その頃、出張でその地を訪れた私は取材が終わって帰る前に、自宅に電話してみた。お義母さんが出て彼女は留守だった。
何度か電話を繰り返しながら、2時間ほど時間をつぶしても、なんか新幹線に乗る気になれず、でも駅へ向かったそのとき、携帯が鳴ったんだよね。
「こっち、来てるん!?」駅にいると言ったら「すぐ行くワ、待っといて!」と、15分後にタクシーで白杖を手に彼女はやってきた。
再会から約10年後?になるだろうか。3回目の再々会。
抱きついてきた彼女は泣いて、そして笑った。「最終までならいいよね?」と、私の返事も聞かずタクシー乗り場へ向かい、中学の同級生がやっている洒落た料理屋があるんと、住所を運転手に告げた。
また数年。
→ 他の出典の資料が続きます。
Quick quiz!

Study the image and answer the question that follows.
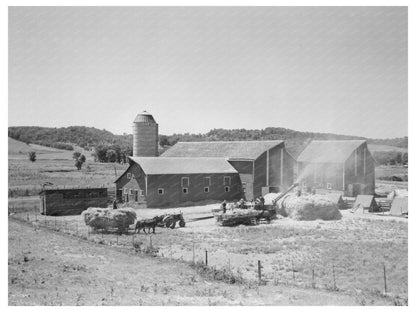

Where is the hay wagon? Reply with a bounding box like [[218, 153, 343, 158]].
[[214, 209, 276, 226]]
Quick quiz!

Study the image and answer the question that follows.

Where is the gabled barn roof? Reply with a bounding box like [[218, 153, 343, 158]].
[[160, 140, 284, 160], [129, 157, 237, 175], [297, 140, 366, 163]]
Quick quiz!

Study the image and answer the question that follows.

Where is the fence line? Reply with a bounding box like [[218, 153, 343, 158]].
[[9, 207, 396, 294]]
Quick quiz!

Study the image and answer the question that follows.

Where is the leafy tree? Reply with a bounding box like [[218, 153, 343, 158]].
[[29, 152, 36, 162], [106, 149, 117, 162], [72, 152, 81, 159], [75, 153, 86, 170]]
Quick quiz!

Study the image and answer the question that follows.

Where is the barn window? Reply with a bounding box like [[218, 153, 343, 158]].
[[181, 177, 189, 187]]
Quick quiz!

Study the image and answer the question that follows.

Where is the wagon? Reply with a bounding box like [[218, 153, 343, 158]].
[[158, 213, 186, 229]]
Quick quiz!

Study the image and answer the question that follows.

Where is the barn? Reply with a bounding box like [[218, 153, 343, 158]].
[[297, 140, 375, 197], [160, 141, 295, 200], [115, 157, 243, 207], [39, 188, 107, 216]]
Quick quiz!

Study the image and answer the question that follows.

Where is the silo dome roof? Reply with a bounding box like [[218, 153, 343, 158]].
[[134, 111, 156, 123]]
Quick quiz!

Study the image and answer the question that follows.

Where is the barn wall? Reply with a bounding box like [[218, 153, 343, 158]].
[[253, 152, 267, 198], [41, 189, 107, 216], [228, 160, 254, 200], [116, 163, 146, 204], [345, 144, 375, 195], [146, 173, 242, 207], [298, 162, 343, 191]]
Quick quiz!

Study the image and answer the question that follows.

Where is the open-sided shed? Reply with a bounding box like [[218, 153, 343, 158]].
[[352, 195, 378, 212]]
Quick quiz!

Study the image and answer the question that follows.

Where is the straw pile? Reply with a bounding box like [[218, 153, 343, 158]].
[[82, 207, 136, 230], [277, 194, 342, 221]]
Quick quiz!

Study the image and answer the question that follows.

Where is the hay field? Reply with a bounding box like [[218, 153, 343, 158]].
[[8, 141, 127, 197], [8, 205, 408, 304]]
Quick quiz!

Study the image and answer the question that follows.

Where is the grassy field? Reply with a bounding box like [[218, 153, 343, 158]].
[[8, 140, 127, 197], [8, 139, 408, 304], [8, 219, 405, 306], [8, 205, 408, 301]]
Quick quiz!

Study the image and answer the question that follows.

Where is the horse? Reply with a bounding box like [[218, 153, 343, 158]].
[[134, 216, 163, 233]]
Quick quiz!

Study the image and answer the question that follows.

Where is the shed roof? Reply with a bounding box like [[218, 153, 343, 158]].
[[353, 195, 377, 209], [297, 140, 366, 163], [129, 157, 237, 175], [390, 197, 408, 216], [160, 140, 284, 160]]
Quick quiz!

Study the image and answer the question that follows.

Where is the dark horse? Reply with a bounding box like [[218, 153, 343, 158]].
[[135, 216, 163, 233]]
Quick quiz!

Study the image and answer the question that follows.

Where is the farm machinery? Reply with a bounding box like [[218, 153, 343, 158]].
[[213, 183, 298, 226]]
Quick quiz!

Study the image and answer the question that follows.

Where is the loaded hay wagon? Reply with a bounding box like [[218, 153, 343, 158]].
[[213, 183, 298, 226]]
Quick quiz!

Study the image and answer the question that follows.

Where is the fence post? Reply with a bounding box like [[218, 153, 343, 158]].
[[292, 259, 295, 281], [257, 260, 261, 282]]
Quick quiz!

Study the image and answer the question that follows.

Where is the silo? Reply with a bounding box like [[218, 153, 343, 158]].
[[133, 111, 159, 157]]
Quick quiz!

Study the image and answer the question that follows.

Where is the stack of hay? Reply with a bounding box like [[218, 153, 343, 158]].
[[277, 194, 342, 221], [82, 208, 136, 231]]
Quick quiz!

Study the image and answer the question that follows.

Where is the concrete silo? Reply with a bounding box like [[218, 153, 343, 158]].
[[133, 111, 159, 157]]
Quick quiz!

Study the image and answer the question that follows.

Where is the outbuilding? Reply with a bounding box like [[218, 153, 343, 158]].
[[297, 140, 375, 197], [115, 157, 243, 207], [39, 188, 107, 216], [160, 140, 295, 200]]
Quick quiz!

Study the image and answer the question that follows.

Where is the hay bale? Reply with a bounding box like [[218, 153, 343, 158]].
[[278, 194, 342, 221], [82, 207, 136, 230]]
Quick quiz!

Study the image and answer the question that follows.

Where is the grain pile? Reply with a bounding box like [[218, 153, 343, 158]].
[[277, 194, 342, 221], [82, 207, 136, 230]]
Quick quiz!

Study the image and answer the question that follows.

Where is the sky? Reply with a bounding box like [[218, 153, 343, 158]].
[[8, 7, 408, 138]]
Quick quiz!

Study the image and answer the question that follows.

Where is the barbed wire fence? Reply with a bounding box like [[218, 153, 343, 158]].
[[8, 202, 398, 295]]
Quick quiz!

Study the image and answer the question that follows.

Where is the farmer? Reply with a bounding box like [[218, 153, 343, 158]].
[[221, 199, 227, 213]]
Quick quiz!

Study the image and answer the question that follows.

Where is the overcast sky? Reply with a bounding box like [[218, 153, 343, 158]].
[[8, 7, 408, 138]]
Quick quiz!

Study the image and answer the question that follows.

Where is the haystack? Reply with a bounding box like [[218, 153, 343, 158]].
[[82, 207, 136, 230], [278, 194, 342, 221]]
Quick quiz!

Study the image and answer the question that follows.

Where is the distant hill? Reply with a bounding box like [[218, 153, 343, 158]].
[[8, 138, 33, 155], [8, 126, 408, 162]]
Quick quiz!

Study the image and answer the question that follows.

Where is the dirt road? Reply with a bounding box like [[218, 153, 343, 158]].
[[8, 220, 389, 305]]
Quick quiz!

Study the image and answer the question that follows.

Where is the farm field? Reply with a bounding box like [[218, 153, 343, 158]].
[[8, 140, 408, 305], [8, 219, 397, 306], [8, 205, 408, 304]]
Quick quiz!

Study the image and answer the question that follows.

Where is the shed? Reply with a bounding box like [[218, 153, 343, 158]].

お互い人生のアクがまとわりつく中で生きているような年代になり、何が良くて、何が悪かったのかも定かでないような日々を送っていた気がしていた。
一度東京(そっち)に会いにいくねと年頭に連絡があってから半年後の一昨日。
ゴメン、忙しくてなかなか約束守れんワ、いま大きな仕事を始めようと思ってて、その準備で忙しくてと、多分歩きながらだろう、ちょっと息使い荒く早口で話した。
そして、アタシね、ついにスーパーサイヤ人になっちゃったかも、と笑いながら、
30歳のカレができたんと言った。
結婚詐欺ちゃうの? やっぱり最初はそう思ったと彼女は言い、でも詐欺されるものナンもない(笑)、何よりもいま二人が目標として見ている先が一緒だったから、お互いがパートナーとしても必要な存在なんよと。
そして、いま右目はもう色が識別できなくなりかかっているとも、言った。
ま、10年後はどうなっとるかわからんけど、でもとにかくいま、お互いが必要としているのは確かやし、神様が落っことしてくれたんだって思っていると嬉しいそうに、
さらに続けて、27歳の息子は「いいんちゃう?」と、言ってくれたそうだ。
彼らは誰よりも、自分の母の生き方をそばで見てきている。
○さんのことが好きですと、告白された彼女は、多分いままでとはちょっと景色が違う人生を進み始めるんだなあ。
ほんとうに十代から、何一つ変わっていない。
ただひとつ、自分で言うのは、以前は自分のチカラで全てができていたような気がしていたけど、
違ったわ、必ずそこに人が、誰かが、いたからできていたんだと、この年で分ったと、そこがバカだったよねーと笑った。
生まれてから3回しか会ってない、親友といえる彼女の生き方を目のあたりに、自分はナニができる?と。
彼女からの贈り物と宿題をもらったような、40分の電話だった。
さて直近の宿題は、締め切りですね(笑)。